Let it be

Tomorrow’s edition of the official Vatican newspaper L’Osservatore Romano marks the 40th anniversary of the Beatles’ “White Album” (released November 22, 1968) with this informal absolution: “‘The Beatles are more famous than Jesus Christ’: the sentence pronounced by John Lennon, which provoked profound indignation above all in the United States, after so many years sounds […]
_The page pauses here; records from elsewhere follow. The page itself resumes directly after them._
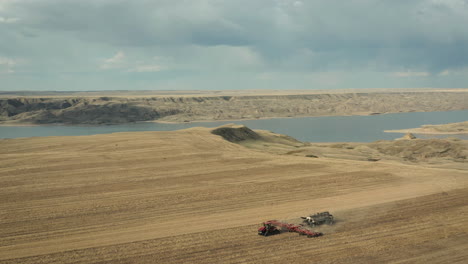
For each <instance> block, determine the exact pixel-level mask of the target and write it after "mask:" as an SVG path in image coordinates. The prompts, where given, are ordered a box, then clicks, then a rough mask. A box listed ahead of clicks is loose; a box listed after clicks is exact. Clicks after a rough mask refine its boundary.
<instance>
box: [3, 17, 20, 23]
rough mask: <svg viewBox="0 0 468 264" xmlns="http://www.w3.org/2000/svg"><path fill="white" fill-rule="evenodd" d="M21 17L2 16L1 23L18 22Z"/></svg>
mask: <svg viewBox="0 0 468 264" xmlns="http://www.w3.org/2000/svg"><path fill="white" fill-rule="evenodd" d="M18 20H19V18H11V17H0V23H4V24H12V23H15V22H18Z"/></svg>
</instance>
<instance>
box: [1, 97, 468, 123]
mask: <svg viewBox="0 0 468 264" xmlns="http://www.w3.org/2000/svg"><path fill="white" fill-rule="evenodd" d="M464 109H468V92H467V91H466V90H454V91H438V90H434V91H430V90H429V91H428V90H409V91H385V90H384V91H378V92H376V91H373V92H355V93H350V92H341V93H338V92H335V93H311V92H309V94H307V93H305V92H303V93H296V94H293V93H291V94H277V93H274V92H271V94H265V93H264V94H248V93H246V94H229V93H226V95H222V94H221V95H218V94H212V93H211V94H203V93H202V94H195V95H193V94H176V95H171V96H168V95H165V94H161V95H158V96H151V94H149V95H144V96H143V95H133V94H129V95H127V94H124V95H121V94H119V93H109V95H108V96H96V95H95V94H94V93H91V94H84V95H81V96H79V95H67V94H65V95H62V96H58V95H55V94H53V95H50V96H45V95H44V96H38V95H34V94H32V95H30V96H22V95H21V96H19V95H9V96H7V95H4V96H3V98H1V97H0V123H11V124H18V123H34V124H51V123H62V124H118V123H128V122H137V121H170V122H188V121H213V120H240V119H257V118H272V117H304V116H324V115H369V114H380V113H397V112H429V111H449V110H464Z"/></svg>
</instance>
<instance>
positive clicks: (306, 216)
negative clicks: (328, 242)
mask: <svg viewBox="0 0 468 264" xmlns="http://www.w3.org/2000/svg"><path fill="white" fill-rule="evenodd" d="M301 218H302V219H304V221H303V222H304V223H306V224H308V225H310V226H318V225H323V224H327V225H333V224H334V223H335V219H334V218H333V215H331V214H330V213H329V212H321V213H316V214H313V215H310V216H301Z"/></svg>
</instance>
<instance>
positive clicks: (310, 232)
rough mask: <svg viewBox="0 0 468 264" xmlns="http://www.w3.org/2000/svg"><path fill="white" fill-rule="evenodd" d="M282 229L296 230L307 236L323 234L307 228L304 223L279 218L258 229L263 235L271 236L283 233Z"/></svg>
mask: <svg viewBox="0 0 468 264" xmlns="http://www.w3.org/2000/svg"><path fill="white" fill-rule="evenodd" d="M281 231H288V232H296V233H299V235H306V236H307V237H319V236H322V235H323V234H322V233H320V232H314V231H311V230H308V229H306V228H305V227H304V226H303V225H295V224H288V223H283V222H280V221H277V220H270V221H266V222H264V223H263V226H262V227H260V228H259V229H258V234H259V235H261V236H270V235H275V234H279V233H281Z"/></svg>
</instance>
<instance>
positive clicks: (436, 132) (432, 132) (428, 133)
mask: <svg viewBox="0 0 468 264" xmlns="http://www.w3.org/2000/svg"><path fill="white" fill-rule="evenodd" d="M384 132H385V133H400V134H406V133H412V134H424V135H466V134H468V131H459V132H441V131H431V130H423V129H418V128H409V129H398V130H384Z"/></svg>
Tomorrow’s edition of the official Vatican newspaper L’Osservatore Romano marks the 40th anniversary of the Beatles’ “White Album” (released November 22, 1968) with this informal absolution:

“‘The Beatles are more famous than Jesus Christ’: the sentence pronounced by John Lennon, which provoked profound indignation above all in the United States, after so many years sounds merely like the boasting of a big youngster from the English working class grappling with unexpected success, after being raised on the myth of Elvis and rock’n’roll. And yet, to the talent of Lennon and the other three Beatles are owed some of the finest pages in modern pop music.”

Somewhere (though presumably not heaven) Lennon is smiling, his satisfaction marred only by the fact that the pope’s newspaper got his words slightly wrong. The actual quotation, an intensive 30-second Google search reveals, was: “We’re more popular than Jesus now.”